La directrice médicale de l'hôpital, Roksolana Velgush, met en garde contre le fait que les déplacements massifs pourraient entraîner une nouvelle vague de pandémie de COVID-19, car les gens restent dans des abris surpeuplés et mal ventilés. Plusieurs épidémies d'infections respiratoires, dont la COVID-19, ont déjà été signalées dans les abris pour déplacés internes de Lviv, tandis que 35 396 nouveaux cas de COVID-19 et 556 nouveaux décès ont été enregistrés dans le pays entre le 10 et le 16 mars. Alors que les unités désignées pour le COVID-19 se réorientent vers le traitement des blessés et des personnes dans un état critique, les capacités pour isoler les patients atteints de la COVID-19 sont faibles. En guise de signe positif, Roksolana déclare que la vaccination contre la COVID-19 se poursuit, bien qu'à un rythme beaucoup plus lent.
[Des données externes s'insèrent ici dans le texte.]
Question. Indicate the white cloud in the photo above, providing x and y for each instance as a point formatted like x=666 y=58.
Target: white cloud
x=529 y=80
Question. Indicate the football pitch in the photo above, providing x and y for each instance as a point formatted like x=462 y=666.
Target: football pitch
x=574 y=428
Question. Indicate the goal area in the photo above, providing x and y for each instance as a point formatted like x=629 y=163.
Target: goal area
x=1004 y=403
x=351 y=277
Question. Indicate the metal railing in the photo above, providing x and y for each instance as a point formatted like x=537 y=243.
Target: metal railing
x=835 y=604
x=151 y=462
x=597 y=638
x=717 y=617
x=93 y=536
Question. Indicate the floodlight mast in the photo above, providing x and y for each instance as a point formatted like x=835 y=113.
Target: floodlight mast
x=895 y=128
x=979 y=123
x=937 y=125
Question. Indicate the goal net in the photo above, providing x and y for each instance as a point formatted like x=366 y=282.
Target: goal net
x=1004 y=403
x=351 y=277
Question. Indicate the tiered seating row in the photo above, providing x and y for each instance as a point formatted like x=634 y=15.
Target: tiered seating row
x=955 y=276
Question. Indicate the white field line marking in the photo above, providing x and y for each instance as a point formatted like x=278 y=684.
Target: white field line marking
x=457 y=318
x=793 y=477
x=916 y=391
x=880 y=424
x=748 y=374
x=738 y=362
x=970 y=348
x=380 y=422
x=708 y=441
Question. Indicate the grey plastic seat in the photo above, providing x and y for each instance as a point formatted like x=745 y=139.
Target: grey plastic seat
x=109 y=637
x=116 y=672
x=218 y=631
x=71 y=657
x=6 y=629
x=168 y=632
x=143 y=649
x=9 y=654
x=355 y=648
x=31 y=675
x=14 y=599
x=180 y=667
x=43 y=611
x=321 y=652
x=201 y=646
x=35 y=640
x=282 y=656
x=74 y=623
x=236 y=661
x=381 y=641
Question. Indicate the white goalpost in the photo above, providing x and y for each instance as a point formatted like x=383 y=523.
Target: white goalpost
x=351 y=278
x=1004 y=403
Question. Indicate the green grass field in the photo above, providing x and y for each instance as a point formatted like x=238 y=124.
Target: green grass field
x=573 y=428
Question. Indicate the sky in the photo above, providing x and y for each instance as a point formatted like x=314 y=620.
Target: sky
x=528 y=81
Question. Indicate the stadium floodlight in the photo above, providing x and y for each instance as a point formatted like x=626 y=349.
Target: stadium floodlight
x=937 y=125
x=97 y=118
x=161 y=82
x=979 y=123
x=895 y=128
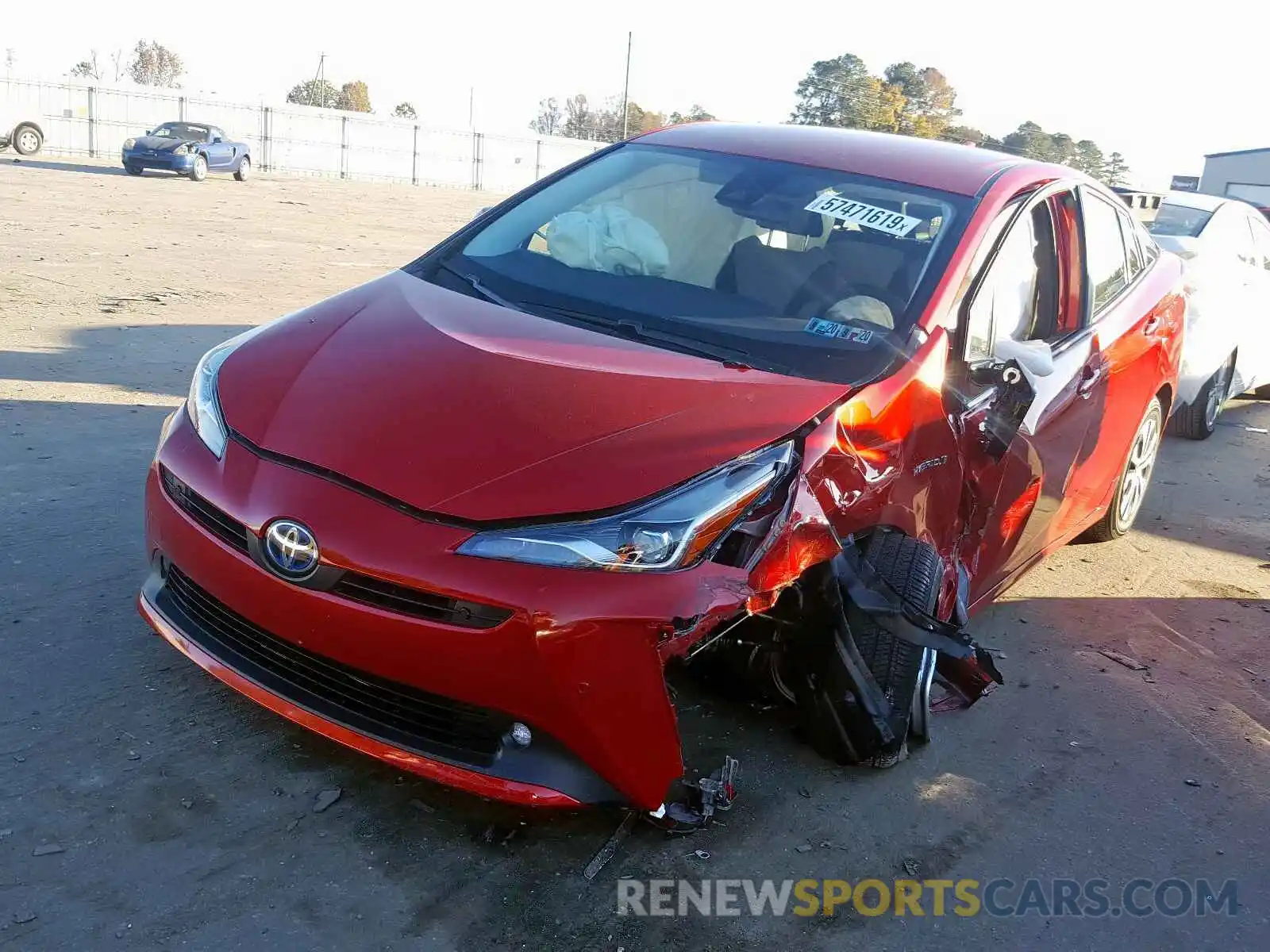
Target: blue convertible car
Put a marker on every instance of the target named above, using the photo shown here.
(187, 149)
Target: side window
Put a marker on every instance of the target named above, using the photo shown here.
(1260, 240)
(1130, 243)
(1019, 296)
(1105, 259)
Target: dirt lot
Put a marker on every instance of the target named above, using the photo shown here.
(182, 814)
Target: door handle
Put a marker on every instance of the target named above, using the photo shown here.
(1090, 378)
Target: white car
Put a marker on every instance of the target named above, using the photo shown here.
(25, 136)
(1226, 248)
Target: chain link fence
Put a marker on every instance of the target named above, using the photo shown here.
(93, 121)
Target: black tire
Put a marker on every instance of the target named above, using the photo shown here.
(27, 140)
(841, 730)
(1115, 520)
(1198, 419)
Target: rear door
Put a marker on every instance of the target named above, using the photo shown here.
(1254, 361)
(1030, 287)
(1134, 321)
(220, 154)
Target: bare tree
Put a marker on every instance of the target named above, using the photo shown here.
(88, 69)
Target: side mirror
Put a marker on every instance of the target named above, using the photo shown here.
(1037, 357)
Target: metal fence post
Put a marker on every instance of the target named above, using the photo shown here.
(92, 121)
(264, 139)
(343, 146)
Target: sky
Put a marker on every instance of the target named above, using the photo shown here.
(1161, 93)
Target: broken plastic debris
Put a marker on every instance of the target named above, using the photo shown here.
(1133, 664)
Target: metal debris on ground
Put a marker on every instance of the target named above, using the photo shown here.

Les impacts de la guerre sur la santé sont au cœur du travail de l'OIM. L'OIM est présente en Ukraine depuis plus de 25 ans. Elle plaide pour des pratiques et des politiques de santé incluant les migrants, facilite les évaluations de la santé des migrants avec des cliniques partenaires, remet à neuf les institutions médicales touchées par le conflit dans l'est de l'Ukraine qui a éclaté en 2014 et leur fournit des équipements médicaux et de protection individuelle pour aider à contrer la propagation de la COVID-19.

En réponse à la crise actuelle, l'OIM vise à déployer des équipes sanitaires mobiles composées de médecins et d'infirmières pour soutenir l'accès aux soins de santé primaires vitaux. L'Organisation soutiendra également les centres de soins de santé primaires locaux en achetant des équipements de protection individuelle afin de réduire la propagation des maladies transmissibles, dont la COVID-19.